Patrick Reed on winning the US Masters' Green Jacket
If you are a fan of golf, you'll know Patrick Reed for his finger-wagging and 'hushing' during his games, as well as his gun-slinging style of golf.
We sat down with Reed ahead of the US Open - from June 14 to 17 - to discuss what winning means to him and what's next for the Hublot ambassador:
What’s the most important lesson golf has taught you?
To be patient. Golf is an interesting sport. It’s a long sport, especially if you’re playing 72 holes every week. Each round is at least four hours long, and you’re going to have good days and bad days. You just have to stay patient and know how to ride out the good times as well as the bad.
How does that differ from other sports?
When you shoot a jump shot or you throw a fastball, it’s all pretty much the same motion. When you’re playing golf, you step up on the first hole and there are 20,000 different ways you can play that hole.
You’re going to have guys who are going to hit a driver or an iron off the tee; or guys who are going to try draw or fade a shot. The best way is just to stay true to yourself and be who you are.
I feel like golf really brings it out in you because once you try to be like someone else or change your game plan, a lot of times you walk off with a bogey, double, or even triple. Just because you changed your game plan to somebody else’s when that’s not who you are.
Winning this year’s US Masters put you in the record books beside golf’s very best. What does it mean to you?

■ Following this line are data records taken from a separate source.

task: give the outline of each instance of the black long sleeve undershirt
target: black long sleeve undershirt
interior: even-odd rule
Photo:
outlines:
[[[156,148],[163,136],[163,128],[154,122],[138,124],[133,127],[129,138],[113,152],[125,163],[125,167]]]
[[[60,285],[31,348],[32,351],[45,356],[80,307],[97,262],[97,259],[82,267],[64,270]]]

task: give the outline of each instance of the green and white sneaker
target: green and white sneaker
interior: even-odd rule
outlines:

The Masters is the pinnacle of the game of golf. To always be known as a Masters Champion is one of the greatest honours to be given. It is every kid’s dream to win the Masters and it was certainly a dream come true for me.

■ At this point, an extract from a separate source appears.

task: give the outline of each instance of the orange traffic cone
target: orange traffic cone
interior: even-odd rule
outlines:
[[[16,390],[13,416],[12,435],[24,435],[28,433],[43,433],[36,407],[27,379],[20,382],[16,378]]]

Was there a moment that stood out? When you knew this year was going to be your time.
I wouldn’t say that there was any one moment when I thought this was my year or time, but I prepared better and my mental approach was better. When I made the 20-25 footer for birdie on the 12th on the Sunday, I had this rush like: “I’m going to win. Nothing, and no one is going to stop me.”
Tell us about the pressure of going into the final round of a Major in the lead. How’d you deal with the nerves?
I stuck to my game plan. I watched the leaderboard so I knew where I stood and I knew what was needed of me to win. I stayed in the moment and didn’t get ahead of myself.
Will winning The Masters change you?
Winning The Masters is so special. It is the most exclusive club in golf and arguably one of the toughest Majors to win. I’ve always wanted to win multiple Majors and win all of them in my career if anything — this just validates all of the hours myself and my team have put into the game of golf and it feels amazing.